É certo que o ministro das Infraestruturas garantiu que o espaço vai ser alvo de investimento, uma vez que «o novo aeroporto vai demorar» e defende que «as obras na Portela [Humberto Delgado], não permitindo aumentar a capacidade do aeroporto, vão permitir pelo menos aumentar a fluidez do funcionamento da operação aeroportuária», indicou. De acordo com Pedro Nuno Santos, desta forma irá conseguir «ganhos do ponto de vista de atrasos» através de um «investimento que aumentará o conforto do passageiro». No entanto, reconhece que esta medida «implica investimento e implica alterar as bases da concessão» com a ANA – Aeroportos de Portugal, detida pelo grupo Vinci, ainda assim, referiu que é possível «chegar a um valor» para este investimento, chegando a um «entendimento» com a concessionária.
Pedro Castro lamenta a decisão de só agora fazer obras no aeroporto de Lisboa. «Só agora é que diz isso?», questiona, acrescentando que, o ministro o deveria ter dito em 2017, ou em 2018 ou em 2019. «Devia ter tomado essa iniciativa quando se começou a falar que o aeroporto estava esgotado. Agora hoje percebemos isto até porque já vieram informações a público a dizer que o ministro das Finanças, na altura, bloqueou qualquer iniciativa neste sentido». E não hesita: «Havia uma intenção clara de sabotar qualquer melhoria no aeroporto de Lisboa porque isso iria sabotar a própria intenção de desconstruir o aeroporto. Se tivéssemos o aeroporto de Lisboa atualmente resolvido, limpo, tudo tranquilo, ninguém sentiria esta necessidade», refere ao nosso jornal.

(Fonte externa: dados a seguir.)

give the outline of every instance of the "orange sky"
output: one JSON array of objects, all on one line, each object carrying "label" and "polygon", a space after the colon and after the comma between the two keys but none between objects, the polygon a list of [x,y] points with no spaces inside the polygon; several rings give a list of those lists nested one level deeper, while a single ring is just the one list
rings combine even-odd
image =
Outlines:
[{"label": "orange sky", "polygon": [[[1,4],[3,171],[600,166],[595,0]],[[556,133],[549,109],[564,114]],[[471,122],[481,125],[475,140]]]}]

E aplaude João Soares que já referiu que o Aeroporto Humberto Delgado está longe de estar esgotado. Recorde-se que, o ex-autarca, ao Nascer do SOL já tinha lamentando que «essa história esteja a ser repetida há mais de 50 anos». O antigo presidente da Câmara da capital recorda: «Tenho vindo a dizer isso desde que fui autarca em Lisboa e já saí da Câmara em 2002».
A solução, no seu entender, passa por resolver o problema na aerogare, ao referir que a infraestrutura tem duas pistas: «A primeira, mais antiga, é a 1735, mas está inoperacional, e depois tem a 0321 que é uma pista de altíssima qualidade». No entanto, reconhece que esta segunda tem o entrave de não ter taxiway – percurso que os aviões fazem fora da pista, antes de descolar ou depois de aterrar – que é um dos problemas colocados ao tráfego aéreo, sobretudo nas horas de maior expediente.
Também Pedro Castro recorda as declarações de Ferreira do Amaral, enquanto ministro das Obras Públicas que afirmou na Ota que, quando Lisboa chegasse aos 16 milhões de passageiros, esgotava. «Lisboa, em 2019, teve 31 milhões de passageiros. Se tivéssemos acreditado em Ferreira do Amaral em 95, ou se tivesse acontecido aquilo que disse, na altura, nunca estaríamos aqui para dizer que mentiu ou que estava errado. Afinal o aeroporto não acabou nos 16 milhões. Temos de ter a consciência que há aqui uma vontade política muito grande de desacreditar este aeroporto, de fazer o mais possível, inclusive não fazer qualquer investimento e deixá-lo a cair de podre para impingir a tal solução. E isto não é coadunável com a agenda climática que vamos ter que fazer. Isto é um compromisso europeu que Portugal assumiu que é a descarbonização da economia. Não entendo como é que se descarboniza uma economia construindo algo que vai carbonizá-la ainda mais», concluiu.